Anyway. Back to my work. People at my level don’t meet the clients—Demeter does that. And Rosa. They go out for the lunches and come back with pink cheeks and free samples and excitement. Then they put together a pitch, which usually involves Mark and Liz too, and someone from the digital team, and sometimes Adrian. He’s not just CEO but also the co-founder of Cooper Clemmow, and he has an office downstairs. (There was another co-founder, called Max, but he retired early to the south of France.)

Adrian’s quite amazing, actually. He’s about fifty and has a shock of iron-gray wavy hair and wears a lot of denim shirts and looks like he comes from the seventies. Which I suppose, in a way, he does. He’s also properly famous. Like, there’s a display of alumni outside King’s College, London, on the Strand, and Adrian’s picture is up there.

Anyway, so that’s all the main players. But I’m not at that level, nothing like. As I said, I’m involved in the research side, which means what I’m actually doing this week is…

And, listen, before I say it, it doesn’t sound glamorous, OK? But it’s not as bad as it sounds, really.

I’m inputting data. To be specific, the results of this big customer survey we did for Coffeewite about coffee, creamers, cappuccinos, and, well, everything. Two thousand handwritten surveys, each eight pages long. I know, right? Paper? No one does paper surveys anymore. But Demeter wanted to go “old school” because she read some research that said people are 25 percent more honest when they’re writing with a pen than they are online. Or something.

So here we are. Or, rather, here I am, with five boxfuls of questionnaires still to go.

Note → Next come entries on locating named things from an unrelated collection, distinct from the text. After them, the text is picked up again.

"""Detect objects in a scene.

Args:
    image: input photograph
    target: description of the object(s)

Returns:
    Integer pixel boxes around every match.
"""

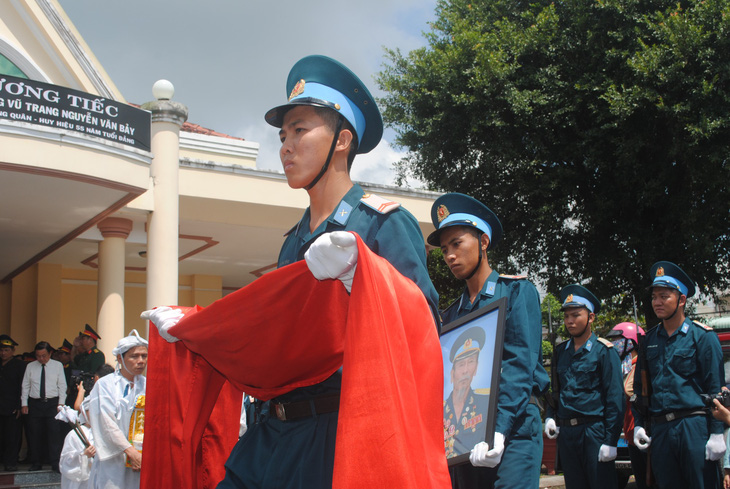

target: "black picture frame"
[440,297,507,466]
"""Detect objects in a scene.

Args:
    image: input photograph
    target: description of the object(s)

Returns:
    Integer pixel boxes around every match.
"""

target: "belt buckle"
[274,403,286,421]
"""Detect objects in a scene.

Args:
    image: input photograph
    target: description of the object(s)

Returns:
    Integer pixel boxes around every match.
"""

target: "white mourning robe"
[88,372,146,489]
[58,425,94,489]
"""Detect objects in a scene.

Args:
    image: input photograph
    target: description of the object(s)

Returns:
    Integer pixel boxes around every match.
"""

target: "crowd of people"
[0,324,148,489]
[0,56,730,489]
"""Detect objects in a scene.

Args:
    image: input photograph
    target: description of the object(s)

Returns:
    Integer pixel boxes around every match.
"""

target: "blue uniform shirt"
[278,184,438,401]
[547,333,624,447]
[441,271,549,439]
[634,319,725,433]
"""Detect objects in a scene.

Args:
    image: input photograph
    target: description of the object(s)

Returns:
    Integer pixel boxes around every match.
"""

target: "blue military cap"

It can get a bit tiring, because it’s the same old questions and the participants all scribbled their answers in Biro and they aren’t always clear. But on the plus side, this research will shape the whole project! Flora was all “My God, poor you, Cat, what a bloody nightmare!”—but actually it’s fascinating.

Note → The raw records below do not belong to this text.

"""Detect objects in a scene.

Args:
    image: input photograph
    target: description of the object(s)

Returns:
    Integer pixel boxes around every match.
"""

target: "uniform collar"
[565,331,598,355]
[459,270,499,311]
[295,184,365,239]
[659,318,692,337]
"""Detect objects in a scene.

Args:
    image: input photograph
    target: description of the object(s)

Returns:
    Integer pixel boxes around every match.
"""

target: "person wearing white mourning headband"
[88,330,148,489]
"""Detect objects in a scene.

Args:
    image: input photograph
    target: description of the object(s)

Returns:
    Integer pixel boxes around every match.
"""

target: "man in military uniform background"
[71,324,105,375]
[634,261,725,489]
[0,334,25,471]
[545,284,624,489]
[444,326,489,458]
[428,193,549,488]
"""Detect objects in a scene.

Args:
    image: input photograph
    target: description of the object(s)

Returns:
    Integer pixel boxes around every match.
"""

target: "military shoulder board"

Well. I mean, you have to make it fascinating. I’ve taken to guessing people’s income brackets based on what they said in the question about foam density. And you know what? I’m usually right. It’s like mind reading. The more I’m inputting these answers, the more I’m learning about consumers; at least I hope so—

“People. What the fuck is up with Trekbix?”

Demeter’s voice breaks into my thoughts again. She’s standing in her spiky heels, thrusting a hand through her hair, with that impatient, frustrated, what-is-wrong-with-the-world expression she gets.

“I wrote myself a set of notes about this.” She’s scrolling through her phone, ignoring us all again. “I know I did.”

“I haven’t seen any notes,” says Sarah from behind her desk, using her customary low, discreet voice. Saint Sarah, as Flora calls her. Sarah is Demeter’s assistant. She has luscious red hair which she ties into a ponytail and very white, pretty teeth. She’s the one who makes her own clothes: gorgeous retro fifties-style outfits with circular skirts. And how she keeps sane, I have no idea.

Demeter has got to be the scattiest person in the universe. Every day, it seems, she misplaces a document or gets the time of an appointment wrong. Sarah is always very patient and polite to Demeter, but you can see her frustration in her mouth. It goes all tight and one corner disappears into her cheek. She’s apparently the master of sending emails out from Demeter’s account, in Demeter’s voice, saving the situation, apologizing and generally smoothing things over.

I know it’s a big job that Demeter does. Plus she has her family to think about, and school concerts or whatever. But how can you be this flaky?

“Right. Found it. Why was it in my personal folder?” Demeter looks up from her phone with that confused, eye-darty look she sometimes gets, like the entire world confounds her.

“You just need to save it under—” Sarah tries to take Demeter’s phone, but she swipes it away.

“I know how to use my phone. That’s not the point. The point is—” She stops dead, and we all wait breathlessly. This is another Demeter habit: She starts a really arresting sentence and then stops halfway through, as though her batteries have been turned off. I glance at Flora and she does a little eye roll to the ceiling.